Alors La File du puisatier reste surtout une carte postale de la région ((Elle plaira surement aux américains amoureux de la région. A titre anecdotique, le film s’appelle, comme l’original bien sûr, The Well-Digger’s Daughter dans la langue de Shakespear.)). Les paysages sont toujours aussi magnifique même si la photographie d’Une Grande année de Ridley Scott avait été bien plus impressionnante à ce niveau là ((Pour rester complet sur la géographie, Une Grande année a été tourné dans le Vaucluse (Bonnieux, Cucuron et Gordes) et les paysages ressemblent à ceux rencontrés dans La Fille du Puisatier puisque c’est grosso modo le même type de décor naturel.)). Celle, résolument plus naturaliste, de Robin, reste plus classique d’un téléfilm de France 3 et ses régions. C’est un peu dommage lorsqu’il s’agit d’un film et non d’un téléfilm. On retrouve la touche « Pagnolesque » dans les dialogues, il manque juste une petite pointe de vrai dans le jeu des acteurs.
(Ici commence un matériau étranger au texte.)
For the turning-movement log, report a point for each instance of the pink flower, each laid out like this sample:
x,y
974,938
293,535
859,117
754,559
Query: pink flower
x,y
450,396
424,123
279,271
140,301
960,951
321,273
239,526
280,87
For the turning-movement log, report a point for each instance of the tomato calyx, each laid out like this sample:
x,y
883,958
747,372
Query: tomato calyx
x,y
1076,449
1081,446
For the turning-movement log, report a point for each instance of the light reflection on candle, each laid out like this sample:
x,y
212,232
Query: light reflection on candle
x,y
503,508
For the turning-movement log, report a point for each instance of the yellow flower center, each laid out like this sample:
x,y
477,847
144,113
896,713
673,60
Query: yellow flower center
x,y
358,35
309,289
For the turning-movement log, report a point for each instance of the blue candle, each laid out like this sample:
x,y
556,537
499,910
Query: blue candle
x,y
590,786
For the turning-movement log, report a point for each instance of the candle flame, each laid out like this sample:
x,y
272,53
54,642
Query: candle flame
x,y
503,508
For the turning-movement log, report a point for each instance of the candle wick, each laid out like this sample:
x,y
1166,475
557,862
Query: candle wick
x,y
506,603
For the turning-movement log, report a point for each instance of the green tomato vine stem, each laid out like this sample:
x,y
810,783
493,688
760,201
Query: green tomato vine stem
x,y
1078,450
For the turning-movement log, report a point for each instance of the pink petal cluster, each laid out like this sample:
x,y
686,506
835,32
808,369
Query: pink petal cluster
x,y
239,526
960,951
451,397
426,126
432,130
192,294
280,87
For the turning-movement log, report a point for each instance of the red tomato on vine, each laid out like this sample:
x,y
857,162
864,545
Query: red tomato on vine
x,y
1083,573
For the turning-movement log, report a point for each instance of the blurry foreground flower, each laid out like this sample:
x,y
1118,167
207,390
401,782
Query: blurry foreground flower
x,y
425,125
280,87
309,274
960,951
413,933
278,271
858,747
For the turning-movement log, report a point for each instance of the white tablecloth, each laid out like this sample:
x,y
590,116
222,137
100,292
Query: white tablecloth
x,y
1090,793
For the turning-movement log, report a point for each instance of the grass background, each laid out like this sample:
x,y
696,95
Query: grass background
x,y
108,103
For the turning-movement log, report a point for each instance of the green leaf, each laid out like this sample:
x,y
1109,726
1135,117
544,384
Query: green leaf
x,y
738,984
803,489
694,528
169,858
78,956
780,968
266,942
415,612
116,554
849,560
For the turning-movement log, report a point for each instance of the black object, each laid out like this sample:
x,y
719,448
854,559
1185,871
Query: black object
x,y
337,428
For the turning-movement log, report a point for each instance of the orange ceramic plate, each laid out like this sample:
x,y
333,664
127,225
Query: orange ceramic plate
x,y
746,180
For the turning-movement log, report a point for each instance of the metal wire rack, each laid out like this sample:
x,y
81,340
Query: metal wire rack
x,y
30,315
A ce propos, Auteuil devrait peut-être songer à passer la main à ce niveau là et se contenter du rôle de réalisateur, à la manière d’un Clint Eastwood, toute proportion gardée. En assurant une mise en scène classique pour un film qui ne l’est pas moins, il a su donner à son film l’impulsion nécessaire pour en faire une jolie histoire d’un autre temps. Celle de « fille perdue » est un peu moins d’actualité même s’il est évident qu’élever un bébé seul aujourd’hui peut rester quelque chose de particulièrement mal vu dans les petits villages et plus généralement la campagne. Là-dessus, La Fille du puisatier s’inscrit dans une autre France, pour des spectateurs plus enclins à voir des films qui leur rappelle leur quotidien et surtout la rumeur. C’est peut-être ici le seul moment où le film fera toujours mouche dans notre petite société.